Mise à jour : Mardi 16 février 2021
Introduction
La rééducation est indispensable. Elle est bénéfique sur la spasticité et les douleurs, mais aussi sur la prévention des complications et la diminution du handicap.
Objectifs
Diminution de la spasticité et des douleurs.
Lutte contre les déformations orthopédiques.
Entretien du potentiel moteur et respiratoire.
Amélioration ou maintien de l'adaptation à l'effort, de la marche, de la préhension, de la communication.
Techniques
La kinésithérapie associe des techniques sensitivomotrices sans renforcement musculaire et des postures et mobilisations passives destinées à réduire la spasticité et à prévenir les troubles orthopédiques observés dans la sclérose en plaque (SEP). La fatigue n'est pas une contre-indication à la kinésithérapie, mais l'effort physique est mieux supporté s'il est fractionné.
La cryothérapie a un effet local favorable sur la spasticité.
La kinébalnéothérapie est souvent efficace à température froide (25 °C, voire moins).
Les troubles vésicosphinctériens, fréquents dans la SEP, nécessitent une prise en charge continue, adaptée à l'évolution pour éviter les risques de rétention d'urine chronique. Les techniques et traitements favorisant la vidange sont privilégiés par rapport aux techniques favorisant la continence.
L'ergothérapie (dans le cadre d'un service hospitalier ou d'une association, car ellle n'est pas prise en charge par l'assurance maladie) peut utilement guider l'adaptation de l'environnement et réduire la dépendance.
L'orthophonie est parfois nécessaire pour corriger des troubles du langage, de la phonation ou de l'articulation.
Prescription
En poussée aiguë : kinésithérapie passive (lutte contre une éventuelle spasticité et les pathologies d'immobilisation).

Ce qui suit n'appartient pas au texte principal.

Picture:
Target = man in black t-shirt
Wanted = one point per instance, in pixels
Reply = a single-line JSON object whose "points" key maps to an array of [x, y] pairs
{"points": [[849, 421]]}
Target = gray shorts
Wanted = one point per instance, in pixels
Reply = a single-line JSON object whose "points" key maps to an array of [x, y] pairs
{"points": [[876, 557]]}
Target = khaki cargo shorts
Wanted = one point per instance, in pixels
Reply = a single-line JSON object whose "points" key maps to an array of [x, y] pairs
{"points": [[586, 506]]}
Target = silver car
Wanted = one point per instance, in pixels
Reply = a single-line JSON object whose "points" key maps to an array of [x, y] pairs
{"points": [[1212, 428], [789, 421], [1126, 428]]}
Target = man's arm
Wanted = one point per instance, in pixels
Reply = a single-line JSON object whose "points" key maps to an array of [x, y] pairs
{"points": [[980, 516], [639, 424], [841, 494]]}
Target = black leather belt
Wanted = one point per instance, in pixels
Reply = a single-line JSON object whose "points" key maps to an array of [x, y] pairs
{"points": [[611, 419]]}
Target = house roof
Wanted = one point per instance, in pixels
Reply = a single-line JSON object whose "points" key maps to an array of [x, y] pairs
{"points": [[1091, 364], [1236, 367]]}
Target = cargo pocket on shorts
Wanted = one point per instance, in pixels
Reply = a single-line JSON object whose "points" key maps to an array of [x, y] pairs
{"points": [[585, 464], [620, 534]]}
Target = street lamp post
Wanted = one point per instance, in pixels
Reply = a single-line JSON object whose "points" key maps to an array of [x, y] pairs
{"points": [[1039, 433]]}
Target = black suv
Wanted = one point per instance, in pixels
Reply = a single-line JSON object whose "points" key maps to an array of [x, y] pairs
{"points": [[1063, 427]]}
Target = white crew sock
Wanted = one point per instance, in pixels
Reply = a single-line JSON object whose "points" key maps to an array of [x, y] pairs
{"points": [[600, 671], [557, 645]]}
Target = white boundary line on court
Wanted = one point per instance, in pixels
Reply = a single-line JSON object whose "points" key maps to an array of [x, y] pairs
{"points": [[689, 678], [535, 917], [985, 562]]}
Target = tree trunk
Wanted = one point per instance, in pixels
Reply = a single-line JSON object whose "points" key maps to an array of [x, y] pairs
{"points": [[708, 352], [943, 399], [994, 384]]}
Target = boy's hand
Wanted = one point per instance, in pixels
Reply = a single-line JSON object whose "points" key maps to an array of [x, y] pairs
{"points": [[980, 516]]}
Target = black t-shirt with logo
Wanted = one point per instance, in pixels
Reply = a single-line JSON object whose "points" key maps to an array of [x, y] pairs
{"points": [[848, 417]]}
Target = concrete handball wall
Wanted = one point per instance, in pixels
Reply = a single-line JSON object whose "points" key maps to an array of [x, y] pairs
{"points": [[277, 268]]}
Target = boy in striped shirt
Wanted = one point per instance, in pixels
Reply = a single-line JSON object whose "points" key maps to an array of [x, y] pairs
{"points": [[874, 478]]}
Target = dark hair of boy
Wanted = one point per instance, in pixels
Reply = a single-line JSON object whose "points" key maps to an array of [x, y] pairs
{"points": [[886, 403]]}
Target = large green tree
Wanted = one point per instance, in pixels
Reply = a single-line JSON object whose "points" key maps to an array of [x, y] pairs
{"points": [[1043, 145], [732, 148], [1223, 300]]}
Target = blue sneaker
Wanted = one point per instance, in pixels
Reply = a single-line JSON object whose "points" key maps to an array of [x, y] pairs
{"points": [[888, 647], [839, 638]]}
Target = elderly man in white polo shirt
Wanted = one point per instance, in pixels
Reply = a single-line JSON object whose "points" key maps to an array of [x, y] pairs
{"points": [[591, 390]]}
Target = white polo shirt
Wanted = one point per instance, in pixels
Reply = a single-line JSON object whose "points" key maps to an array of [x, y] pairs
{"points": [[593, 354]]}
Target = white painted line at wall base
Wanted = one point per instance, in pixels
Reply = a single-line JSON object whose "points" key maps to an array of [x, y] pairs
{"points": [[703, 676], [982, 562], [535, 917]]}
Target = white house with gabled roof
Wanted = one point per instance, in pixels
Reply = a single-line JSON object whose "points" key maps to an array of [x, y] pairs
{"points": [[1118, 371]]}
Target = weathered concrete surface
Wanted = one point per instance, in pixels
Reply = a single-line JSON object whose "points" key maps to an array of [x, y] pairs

En phase de marche autonome : kinésithérapie fonctionnelle (équilibre, marche, préhension) et réentraînement à l'effort, 2 à 4 séances par semaine pendant quelques semaines, entrecoupées d'autorééducation (assouplissement et entretien musculaire).
En phase de perte d'autonomie : acceptation du fauteuil roulant, lutte contre la spasticité, 3 à 5 séances par semaine sans interruption.
En phase de dépendance : prévention des troubles orthopédiques, maintien de la fonction respiratoire, lutte contre les douleurs, 3 à 5 séances par semaine sans interruption.